Всего двадцать шесть пунктов.
Написано это было 7 мая 1905 года.
— «А в ненастные дни собирались они часто», — нараспев сказал Шлегель, и Кожеловский уставился на него в удивлении. На этот раз враги-единомышленники, противники-союзники восседали в его, полицмейстера, казенной резиденции, видом куда поплоше, чем у жандарма. — Это из Пушкина, эпиграф к «Пиковой даме», — издевательски пояснил Эмиль Людвигович, не пояснив, что такое эпиграф. — А у нас погодушка-то на диво, но похоже — нам с вами ненастье и впрямь предстоит.
— Не впервой, — утешил его и себя Кожеловский.
— Как сказать. Сведениями насчет девятого сего располагать изволите полным!
— А, да чего там, — Кожеловский отмахнулся. — Сошлись под березками у деревни Поповское мужиков да баб с полсотни, горло себе прочистили, поорали, руками помахали да и разбрелись. Не впервой, говорю.
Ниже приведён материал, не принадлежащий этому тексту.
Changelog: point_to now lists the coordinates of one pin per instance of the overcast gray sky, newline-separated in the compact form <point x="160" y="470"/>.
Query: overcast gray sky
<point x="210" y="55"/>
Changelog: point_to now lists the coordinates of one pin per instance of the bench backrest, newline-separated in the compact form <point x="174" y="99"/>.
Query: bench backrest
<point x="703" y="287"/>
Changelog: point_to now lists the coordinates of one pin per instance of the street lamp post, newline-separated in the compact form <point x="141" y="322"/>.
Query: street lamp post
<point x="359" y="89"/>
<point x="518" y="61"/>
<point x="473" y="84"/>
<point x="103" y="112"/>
— Как скавать, как сказать, — повторил ротмистр и выложил типографски оттиснутую прокламацию. Кожеловский ее отодвинул небрежно, ротмистр настаивал: — Почитайте, Иван Иванович, почитайте, государь мой милостивый, презабавнейшая, доложу вам, штукенция.
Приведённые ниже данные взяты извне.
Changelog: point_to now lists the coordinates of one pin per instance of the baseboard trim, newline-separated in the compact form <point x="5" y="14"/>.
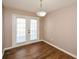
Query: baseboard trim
<point x="61" y="49"/>
<point x="40" y="41"/>
<point x="20" y="45"/>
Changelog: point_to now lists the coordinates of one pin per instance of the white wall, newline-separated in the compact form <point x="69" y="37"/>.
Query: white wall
<point x="60" y="28"/>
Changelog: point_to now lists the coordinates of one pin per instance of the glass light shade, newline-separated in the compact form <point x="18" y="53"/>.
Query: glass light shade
<point x="41" y="13"/>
Пришлось напяливать очки — постоянно их Кожеловкий не носил, полагая несоответственными мундиру, — пришлось читать.
— Старая погудка, — упрямо объявил полицмейстер, снял очки, закурил какую-то вонючую папироску.
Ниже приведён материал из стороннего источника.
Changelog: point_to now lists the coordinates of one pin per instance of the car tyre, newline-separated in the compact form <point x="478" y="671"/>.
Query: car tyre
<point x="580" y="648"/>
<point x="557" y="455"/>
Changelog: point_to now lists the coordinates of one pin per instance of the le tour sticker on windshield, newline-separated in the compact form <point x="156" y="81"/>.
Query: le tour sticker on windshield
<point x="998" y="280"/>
Шлегель почти радостно — всегда приятно сознавать, что перед тобою дурак, а ты умен, — карандашиком легонечко проставил крестики против некоторых пунктов.
— Подобное изволили прежде видеть? — он почти торжествовал, словно произведение принадлежало его перу или хотя бы факт его существования сулил ротмистру великие блага, но уж никак не огорчения в недалеком будущем.
— Пустое, — отмахивался Кожеловский. — И бамашки эти, — он так и говорил: «бамашки», — тоже не впервой.
Ну скажите на милость, каков обормот, порадовался Шлегель и, снисходя в доступности выражений до уровня собеседника, известил, что политика-то в листовках здешних появилась впервые; и еще: до сей поры был гектограф, а здесь — типографически, да и набрано с изяществом, и отпечатано не тяп-ляп. Соображение насчет типографии Кожеловского озадачило — «политике» не придал значения, — он почесал пористый нос, подергал усы, вид у него сделался преглупый, чего, собственно, Шлегель и добивался.
— А самое главное, — продолжал Шлегель, он решил полицмейстера доконать, — час назад меня известили: начнут, по всей видимости, не далее как завтра. С чем вас и поздравляю, ваше благородие.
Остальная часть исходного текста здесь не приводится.